Danach wurde Lehrer in Großbritannien berühmt. Die BBC war zudem gerne bereit, seine Songs zu spielen, was in den USA kaum der Fall war.

Einige seiner Songs inspirierten vermutlich Georg Kreisler zu Eigenkompositionen, zum Beispiel Poisoning Pigeons in the ParkTauben vergiften im Park. Kreisler, der selbst zeitweise in den USA war, bestritt dies. Lehrer selbst sagte in einem Interview: „Kreisler ist ein Wiener, der zwei meiner Lieder gestohlen hat“, und bedankte sich ironisch bei Kreisler dafür, seine Lieder dem deutschsprachigen Publikum zugänglich gemacht zu haben.[6]
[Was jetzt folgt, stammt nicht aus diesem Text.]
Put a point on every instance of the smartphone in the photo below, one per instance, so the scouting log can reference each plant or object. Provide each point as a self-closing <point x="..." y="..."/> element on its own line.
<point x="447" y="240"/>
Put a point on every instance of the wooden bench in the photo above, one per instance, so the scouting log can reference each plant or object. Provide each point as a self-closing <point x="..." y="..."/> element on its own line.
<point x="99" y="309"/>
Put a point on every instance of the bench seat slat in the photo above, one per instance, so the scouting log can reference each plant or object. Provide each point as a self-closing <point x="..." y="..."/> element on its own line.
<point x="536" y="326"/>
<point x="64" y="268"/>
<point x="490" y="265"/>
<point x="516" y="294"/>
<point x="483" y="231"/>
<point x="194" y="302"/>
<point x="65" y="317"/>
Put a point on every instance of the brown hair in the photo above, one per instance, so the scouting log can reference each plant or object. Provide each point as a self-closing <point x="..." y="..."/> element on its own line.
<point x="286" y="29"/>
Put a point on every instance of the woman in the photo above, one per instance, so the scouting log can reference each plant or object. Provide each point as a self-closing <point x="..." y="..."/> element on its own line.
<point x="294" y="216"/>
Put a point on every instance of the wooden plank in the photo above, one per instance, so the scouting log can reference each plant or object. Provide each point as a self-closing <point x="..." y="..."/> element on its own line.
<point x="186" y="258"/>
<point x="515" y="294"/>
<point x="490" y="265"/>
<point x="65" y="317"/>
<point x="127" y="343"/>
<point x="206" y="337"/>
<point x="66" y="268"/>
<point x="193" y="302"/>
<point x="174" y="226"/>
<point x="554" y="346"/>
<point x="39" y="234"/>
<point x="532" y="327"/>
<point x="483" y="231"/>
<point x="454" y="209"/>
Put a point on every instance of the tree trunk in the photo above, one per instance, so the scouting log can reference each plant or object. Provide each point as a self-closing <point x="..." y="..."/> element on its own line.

Lehrer meinte zu seiner musikalischen Karriere:

“If, after hearing my songs, just one human being is inspired to say something nasty to a friend, or perhaps to strike a loved one, it will all have been worth the while.”

„Wenn nach dem Hören meiner Lieder auch nur ein Mensch sich veranlasst fühlt, etwas Hässliches zu einem Freund zu sagen oder einem geliebten Menschen eine zu verpassen, dann wird es all die Anstrengung wert gewesen sein.“[7]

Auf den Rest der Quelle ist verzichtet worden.